As expected, the next day there comes a knock at his door. When he

answers it there stands a 22 year old knockout dressed in nothing

but a pair of Reebok’s and a sign around her neck. She is simply

stunning the most beautiful woman he has ever seen. She introduces

herself as a representative of the weight loss company. The sign

reads “If you can catch me, you can have me. ”

He’s out the door like a shot. This gal is in excellent shape and

it takes a while to catch her. But when he does it is worth every

cramp and wheeze. He is really looking forward to the next four

days….For the next four days, the same girl shows up and the same

thing happens each time, much to his delight.

On the sixth day, he weighs himself and, unbelievable, he has lost

another 20lb pounds. “I love this company,” he thinks to himself,

I never knew losing weight could be so easy and so much fun!

Feeling much better about himself, he decides to go for broke and

subscribe to the company’s 7 day, 50 pound weight loss program.

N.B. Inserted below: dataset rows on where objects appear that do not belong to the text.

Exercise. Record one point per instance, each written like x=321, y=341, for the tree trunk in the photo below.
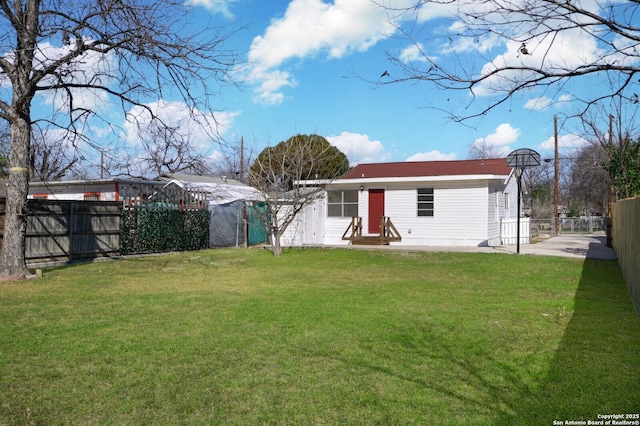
x=276, y=248
x=12, y=257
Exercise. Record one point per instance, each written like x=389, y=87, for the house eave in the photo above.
x=413, y=179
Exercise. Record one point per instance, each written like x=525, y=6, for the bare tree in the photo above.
x=137, y=52
x=589, y=181
x=292, y=175
x=51, y=157
x=235, y=161
x=482, y=149
x=169, y=150
x=549, y=43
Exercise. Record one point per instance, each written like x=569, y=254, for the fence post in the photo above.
x=71, y=224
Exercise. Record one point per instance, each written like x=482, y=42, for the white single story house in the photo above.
x=450, y=203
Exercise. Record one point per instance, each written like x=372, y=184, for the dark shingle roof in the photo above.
x=494, y=166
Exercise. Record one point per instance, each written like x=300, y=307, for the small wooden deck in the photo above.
x=388, y=233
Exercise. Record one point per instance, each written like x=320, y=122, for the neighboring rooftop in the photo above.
x=200, y=179
x=493, y=166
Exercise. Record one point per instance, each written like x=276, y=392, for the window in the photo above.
x=342, y=203
x=507, y=207
x=425, y=201
x=92, y=196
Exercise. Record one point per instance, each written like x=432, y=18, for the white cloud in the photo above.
x=497, y=144
x=215, y=6
x=358, y=148
x=200, y=127
x=414, y=53
x=538, y=104
x=568, y=141
x=311, y=28
x=432, y=156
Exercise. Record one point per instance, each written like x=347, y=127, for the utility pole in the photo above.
x=241, y=174
x=609, y=222
x=556, y=189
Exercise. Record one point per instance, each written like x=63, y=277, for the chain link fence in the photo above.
x=569, y=225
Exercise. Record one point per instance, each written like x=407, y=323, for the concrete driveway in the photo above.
x=577, y=246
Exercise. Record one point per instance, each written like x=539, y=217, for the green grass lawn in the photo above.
x=319, y=337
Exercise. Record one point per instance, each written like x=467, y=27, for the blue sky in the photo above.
x=315, y=67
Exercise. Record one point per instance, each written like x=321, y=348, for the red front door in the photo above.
x=376, y=209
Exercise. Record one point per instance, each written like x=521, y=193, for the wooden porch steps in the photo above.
x=370, y=240
x=388, y=233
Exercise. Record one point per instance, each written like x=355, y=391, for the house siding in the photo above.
x=459, y=215
x=462, y=212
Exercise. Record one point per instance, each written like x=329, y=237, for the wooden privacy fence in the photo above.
x=63, y=231
x=626, y=243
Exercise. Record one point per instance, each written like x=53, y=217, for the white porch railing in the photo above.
x=509, y=231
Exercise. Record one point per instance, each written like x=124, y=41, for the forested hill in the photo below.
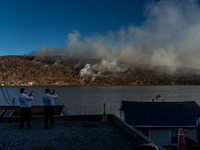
x=18, y=70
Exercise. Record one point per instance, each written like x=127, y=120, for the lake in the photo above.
x=81, y=100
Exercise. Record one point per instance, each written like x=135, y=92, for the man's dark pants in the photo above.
x=25, y=115
x=48, y=113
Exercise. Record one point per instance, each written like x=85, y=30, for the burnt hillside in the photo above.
x=18, y=70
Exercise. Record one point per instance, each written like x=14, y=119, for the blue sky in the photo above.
x=27, y=25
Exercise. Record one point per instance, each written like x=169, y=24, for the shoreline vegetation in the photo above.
x=27, y=71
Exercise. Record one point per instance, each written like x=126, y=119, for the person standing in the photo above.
x=48, y=103
x=25, y=108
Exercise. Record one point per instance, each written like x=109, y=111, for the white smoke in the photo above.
x=169, y=36
x=104, y=66
x=108, y=65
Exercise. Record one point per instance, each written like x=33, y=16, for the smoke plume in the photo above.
x=169, y=36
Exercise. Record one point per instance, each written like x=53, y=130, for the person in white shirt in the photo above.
x=25, y=108
x=48, y=103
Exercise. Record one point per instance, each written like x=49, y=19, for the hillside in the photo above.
x=18, y=70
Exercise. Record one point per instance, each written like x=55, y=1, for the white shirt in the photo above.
x=25, y=100
x=48, y=99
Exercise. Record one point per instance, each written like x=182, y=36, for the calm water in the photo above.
x=89, y=99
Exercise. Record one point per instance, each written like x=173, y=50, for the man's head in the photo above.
x=47, y=91
x=23, y=90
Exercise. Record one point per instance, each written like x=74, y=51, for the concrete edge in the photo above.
x=141, y=138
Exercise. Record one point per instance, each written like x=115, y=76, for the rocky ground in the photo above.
x=70, y=135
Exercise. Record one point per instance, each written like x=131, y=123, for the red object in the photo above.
x=181, y=140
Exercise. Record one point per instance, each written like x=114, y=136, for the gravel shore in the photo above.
x=70, y=135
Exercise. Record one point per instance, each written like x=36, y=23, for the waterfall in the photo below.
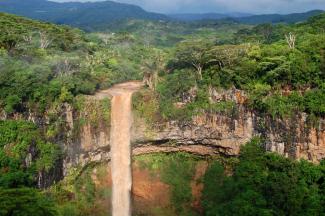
x=121, y=120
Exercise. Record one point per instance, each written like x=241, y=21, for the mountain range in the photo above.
x=100, y=15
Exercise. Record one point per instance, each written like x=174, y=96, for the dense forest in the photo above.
x=280, y=67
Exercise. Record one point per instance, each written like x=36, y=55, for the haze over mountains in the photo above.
x=99, y=15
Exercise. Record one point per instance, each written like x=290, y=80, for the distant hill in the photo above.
x=205, y=16
x=89, y=15
x=247, y=18
x=278, y=18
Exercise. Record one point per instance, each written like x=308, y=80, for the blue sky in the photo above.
x=203, y=6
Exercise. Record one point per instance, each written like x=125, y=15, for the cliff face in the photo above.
x=207, y=134
x=84, y=133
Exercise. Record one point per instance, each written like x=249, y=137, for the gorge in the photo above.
x=121, y=120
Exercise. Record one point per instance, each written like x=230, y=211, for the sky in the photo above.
x=224, y=6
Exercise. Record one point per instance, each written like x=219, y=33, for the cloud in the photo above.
x=248, y=6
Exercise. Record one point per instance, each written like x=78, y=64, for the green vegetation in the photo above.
x=24, y=156
x=264, y=184
x=176, y=170
x=46, y=69
x=282, y=75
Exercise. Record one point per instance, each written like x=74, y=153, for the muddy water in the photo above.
x=121, y=122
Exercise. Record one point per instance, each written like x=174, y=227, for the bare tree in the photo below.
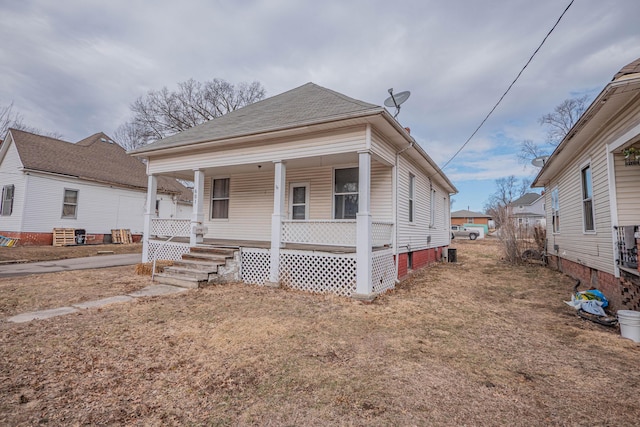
x=558, y=124
x=564, y=116
x=11, y=119
x=508, y=189
x=162, y=113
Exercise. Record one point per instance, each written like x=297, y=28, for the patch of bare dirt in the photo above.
x=49, y=253
x=479, y=342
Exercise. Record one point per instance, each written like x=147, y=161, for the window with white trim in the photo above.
x=299, y=201
x=412, y=192
x=70, y=204
x=345, y=193
x=587, y=199
x=220, y=198
x=555, y=210
x=6, y=205
x=432, y=208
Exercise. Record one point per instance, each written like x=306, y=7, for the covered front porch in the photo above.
x=320, y=236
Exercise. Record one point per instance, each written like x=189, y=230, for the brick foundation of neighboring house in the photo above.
x=423, y=258
x=46, y=239
x=623, y=293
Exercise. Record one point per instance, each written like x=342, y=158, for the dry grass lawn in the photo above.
x=49, y=253
x=479, y=342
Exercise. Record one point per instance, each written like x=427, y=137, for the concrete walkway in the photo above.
x=100, y=261
x=149, y=291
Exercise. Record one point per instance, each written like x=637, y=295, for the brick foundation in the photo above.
x=421, y=259
x=623, y=293
x=46, y=239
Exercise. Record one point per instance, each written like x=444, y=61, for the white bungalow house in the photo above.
x=592, y=193
x=527, y=211
x=92, y=185
x=309, y=189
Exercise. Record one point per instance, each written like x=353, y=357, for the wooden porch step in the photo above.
x=226, y=252
x=205, y=257
x=199, y=264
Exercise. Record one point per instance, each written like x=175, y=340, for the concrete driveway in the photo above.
x=100, y=261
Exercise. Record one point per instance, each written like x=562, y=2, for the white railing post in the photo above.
x=364, y=239
x=196, y=234
x=276, y=222
x=150, y=211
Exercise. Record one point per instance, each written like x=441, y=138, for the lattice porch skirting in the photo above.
x=319, y=272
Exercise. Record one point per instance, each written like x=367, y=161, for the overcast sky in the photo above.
x=74, y=67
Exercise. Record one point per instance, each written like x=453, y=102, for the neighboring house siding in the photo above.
x=627, y=192
x=100, y=208
x=11, y=174
x=343, y=141
x=594, y=249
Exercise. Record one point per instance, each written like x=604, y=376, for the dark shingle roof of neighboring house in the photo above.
x=631, y=68
x=526, y=199
x=96, y=158
x=305, y=105
x=468, y=214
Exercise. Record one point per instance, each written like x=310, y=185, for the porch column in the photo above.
x=149, y=213
x=364, y=238
x=276, y=222
x=197, y=215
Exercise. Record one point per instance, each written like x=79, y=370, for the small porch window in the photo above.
x=299, y=201
x=220, y=199
x=555, y=210
x=587, y=199
x=70, y=204
x=6, y=206
x=412, y=192
x=345, y=193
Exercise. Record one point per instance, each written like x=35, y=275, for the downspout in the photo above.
x=395, y=212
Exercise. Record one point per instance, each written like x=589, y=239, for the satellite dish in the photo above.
x=539, y=161
x=396, y=100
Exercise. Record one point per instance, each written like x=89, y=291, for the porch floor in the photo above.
x=262, y=244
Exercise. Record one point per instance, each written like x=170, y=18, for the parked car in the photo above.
x=460, y=231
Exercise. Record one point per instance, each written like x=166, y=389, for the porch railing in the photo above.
x=170, y=227
x=333, y=232
x=627, y=248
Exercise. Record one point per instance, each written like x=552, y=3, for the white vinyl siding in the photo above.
x=11, y=174
x=594, y=249
x=100, y=207
x=627, y=192
x=416, y=235
x=250, y=208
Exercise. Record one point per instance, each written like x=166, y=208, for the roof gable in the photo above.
x=526, y=199
x=468, y=214
x=94, y=158
x=305, y=105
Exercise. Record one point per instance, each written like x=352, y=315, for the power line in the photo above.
x=510, y=86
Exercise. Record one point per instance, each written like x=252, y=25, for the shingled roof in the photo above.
x=305, y=105
x=631, y=68
x=95, y=158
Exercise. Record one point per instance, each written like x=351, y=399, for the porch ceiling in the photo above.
x=342, y=159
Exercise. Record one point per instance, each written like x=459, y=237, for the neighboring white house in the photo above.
x=592, y=193
x=313, y=189
x=92, y=185
x=528, y=210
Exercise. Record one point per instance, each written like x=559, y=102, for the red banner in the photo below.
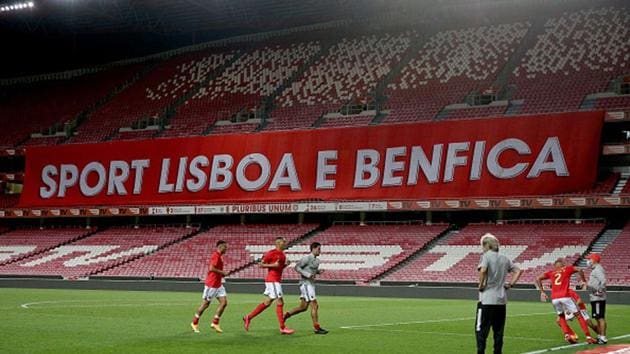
x=535, y=155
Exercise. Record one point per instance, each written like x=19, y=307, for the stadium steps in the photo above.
x=536, y=28
x=43, y=250
x=443, y=114
x=171, y=109
x=621, y=183
x=268, y=102
x=599, y=244
x=83, y=116
x=133, y=258
x=380, y=116
x=297, y=241
x=445, y=235
x=396, y=68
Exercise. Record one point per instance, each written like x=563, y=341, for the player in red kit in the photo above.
x=213, y=288
x=560, y=278
x=275, y=261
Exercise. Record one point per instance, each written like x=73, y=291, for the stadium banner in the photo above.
x=529, y=155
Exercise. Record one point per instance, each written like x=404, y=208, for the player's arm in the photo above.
x=214, y=269
x=483, y=272
x=483, y=277
x=267, y=262
x=543, y=295
x=299, y=267
x=580, y=272
x=516, y=275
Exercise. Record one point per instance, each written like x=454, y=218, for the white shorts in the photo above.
x=307, y=292
x=273, y=290
x=210, y=293
x=564, y=304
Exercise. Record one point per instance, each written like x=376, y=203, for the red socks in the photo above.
x=260, y=308
x=563, y=324
x=280, y=314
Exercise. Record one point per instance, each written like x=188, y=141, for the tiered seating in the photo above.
x=97, y=252
x=613, y=103
x=578, y=54
x=348, y=120
x=604, y=186
x=189, y=258
x=22, y=243
x=8, y=200
x=448, y=67
x=533, y=246
x=149, y=96
x=616, y=259
x=352, y=69
x=476, y=112
x=356, y=253
x=136, y=134
x=34, y=108
x=234, y=128
x=241, y=86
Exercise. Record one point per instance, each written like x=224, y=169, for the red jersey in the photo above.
x=574, y=296
x=213, y=279
x=560, y=281
x=275, y=274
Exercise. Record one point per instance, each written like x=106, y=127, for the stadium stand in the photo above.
x=98, y=252
x=22, y=243
x=189, y=258
x=450, y=65
x=616, y=259
x=355, y=253
x=579, y=53
x=533, y=246
x=149, y=96
x=350, y=70
x=35, y=108
x=242, y=86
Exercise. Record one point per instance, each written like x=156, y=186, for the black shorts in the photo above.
x=598, y=309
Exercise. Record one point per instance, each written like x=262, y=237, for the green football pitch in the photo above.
x=79, y=321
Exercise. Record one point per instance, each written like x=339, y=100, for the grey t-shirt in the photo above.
x=498, y=267
x=307, y=267
x=597, y=284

“Are you sure, sir?” asks the representative on the phone. “This

is our most rigorous program.”

“Absolutely,” says he, “I love your program. I haven’t felt this

good in years!”

The next day there is a knock at his door and he enthusiastically

answers it. There stands before him a 200 pound perfect specimen

of a man dressed in nothing but racing spikes and a sign around

his neck. He introduces himself as a representative of the weight

loss company. The sign reads,

“If I can catch you, I can have you.”